Why does he do this? So that when we boast, we boast in Him. When God does something powerful in our lives, in our families, in our churches, in our communities, we realize that there’s no way we could have done it ourselves (I mean, look at us!)…but God could do it. So we give him the glory. If we were powerful, rich, influential and made some big changes in the community, we would be tempted to think WE were the ones that did it. We would be tempted to boast about all of the work that WE are doing. Yet, when we realize that we are just a rowdy bunch of weak, despised, rejected, overlooked, and underestimated people, and then we recognize that something is happening because of our work in the world—THEN we praise and glorify God because we know that the ONLY way it could ever happen is through Him and His power.

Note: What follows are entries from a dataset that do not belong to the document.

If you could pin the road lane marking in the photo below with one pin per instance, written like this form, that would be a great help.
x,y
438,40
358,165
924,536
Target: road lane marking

We are not greater than our master. Jesus was not outwardly beautiful, powerful, or majestic. We don’t need to be either. Jesus was despised, rejected, and considered nothing. We will be too. Yet, underneath all of that lays the power of God. We can experience that too. As we faithfully live out our Christian lives in the world—seemingly boring on the outside—the power of God will flow through us into the world and bring the world to nothing. And people will look at that powerful work and they will not praise us for it—there’s no way we could have done it. They will look at that powerful work in the world and give praise and honor and glory to God. It will be like in Nehemiah where it is said, “When all our enemies heard about this, all the surrounding nations were afraid and lost their self-confidence, because they realized that this work had been done with the help of our God.” (Nehemiah 6:16, NIV).